Bangladesh consumes more than 100,000 tons of LPG a year, 80% of which is imported from Saudi Aramco, the state-owned oil company of Saudi Arabia. State-run Bangladesh Petroleum Corporation (BPC) produces the rest using oil-refining process. Internationally, the price of LPG is benchmarked to the Saudi Aramco Contract Price and is stable for that month. Freight charges are reduced with the increasing size of the Bulk LPG Cargo. For example, the freight per ton charge of a 5,000 MT Capacity LPG carrier is much lower than the freight per ton charge of a 1,500 MT Capacity LPG gas carrier (based on similar length of travel). It is very important that LPG operators understand this scale economy of trading and finds a way to take advantage of this and pass on the benefits to the households.

Creating Cost Efficient Options
The shortage of gas increases the cost of power by raising the dependence on imported liquid fuel and lowering the efficiency and capacity of power plants designed to run on gas. There is no doubt that Demand Side Management (DSM) is by far the cheapest option that increases virtual generation by reducing demand. The DSM measures are therefore more cost-effective than creating new capacity, and hence opportunities need to be fully exploited. For the liquid fuel based plants, fuel cost far exceeds the capacity cost. The efficiency of these plants is, therefore, an important parameter. Moreover, the capacity cost of existing plants is a sunk cost, and their incremental cost is fuel and variable operation and management (O&M). On the other hand, new plants involve capacity cost as well as fuel and variable actual cash operation, maintenance, and administrative expenses (O&M) costs. In the above context, the Independent Power Producers (IPPs) are operating for about a decade with fixed capital cost, which has already sunk. Since the IPPs are available for the generation at marginal cost (fuel and variable O&M costs), their capacity needs to be utilized.

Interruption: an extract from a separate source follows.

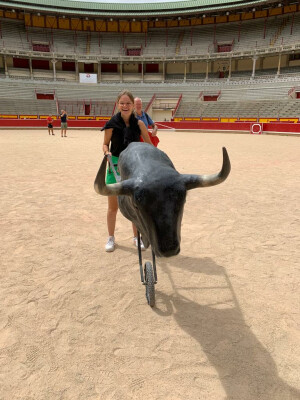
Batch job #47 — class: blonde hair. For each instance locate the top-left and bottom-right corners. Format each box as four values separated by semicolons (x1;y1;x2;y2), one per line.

In conclusion, Bangladesh is quickly running out of natural gas, and the status quo promotes a faster depletion of the resource. The market is still working on encouraging people to switch and strengthen the energy security of the nation. As a share of the overall expenditures, spending on natural gas remains small and relative compared to other energy items. Therefore, even with a jump in consumption, the rise in natural gas prices is less likely to take a crippling bite out of the more discretionary household spending. While many consumers will not even realize the bump in prices, the numbers will come through in personal consumption data via an increase in utility spending. Consumers will also use gas more wisely instead of wasting it. Nevertheless, if the government designs and implements its policies to promote the use of LPG properly and if the LPG and LNG operators can grasp the right opportunities to combine their operations, the country will have a bright future which may proliferate the opportunities to grow.